State of the market
As previously mentioned, sentiment around UK pubs is poor. Firstly, they had to see off the depths of pandemic closures. Many large pub companies came away from that experience with very stretched balance sheets. Subsequently, pubs have had to face rising cost of goods sold, affected by food inflation, electricity cost hikes, additional taxes on alcohol and this year they will face a meaningful increase in the UK National Insurance rate. These factors have combined with generally lower rates of alcohol consumption in the Western World. The number of pubs in the UK has dwindled from more than 60,000 in the early 2000s to approximately 40,000 today. Much like the Ram Brewery, part of this can be ascribed to higher and better use of the properties. The UK still maintains a higher number of pubs per capita than Australia, but pales in comparison to our Irish friends, who frequent the same number of pubs as Australians, despite having approximately one fifth of the population.

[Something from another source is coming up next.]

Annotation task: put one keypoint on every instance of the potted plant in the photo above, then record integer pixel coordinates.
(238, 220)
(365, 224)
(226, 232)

Despite the challenging operating environment, Young’s has performed admirably. Thankfully, there are many listed UK pub companies, with long histories of financial information allowing us to form a clear picture of the industry over time. Listed players have meaningfully outperformed the broader pub market over time, as independent operators have struggled to compete against the scale and professionalism of larger operators. Amongst listed peers, Young’s has maintained either the best or second-best performance depending on the time of measurement. The only other company that compares is JD Weatherspoon, who not surprisingly has a controlling and aligned major shareholder who cares deeply about the company. JD Weatherspoon was a previous successful investment for the portfolio. Today Young’s is however best placed, with London outperforming the rest of the UK and its more upscale pubs better placed for today’s market environment than Weatherspoon’s highly affordable options.1
In this tough environment, Young’s grew like-for-like sales by 5.7% in the previous financial year and has grown that figure by more than inflation for over a decade. This has been aided by premiumisation, with sales of cocktails far outpacing the growth in sales of beer and wine. Young’s business model is also somewhat decentralised, with a lot of the key decisions about pubs handled at the pub manager level and support provided from central management. Supporting this, 85% of Young’s general managers have been internally developed, with many in upper management beginning their careers pulling pints.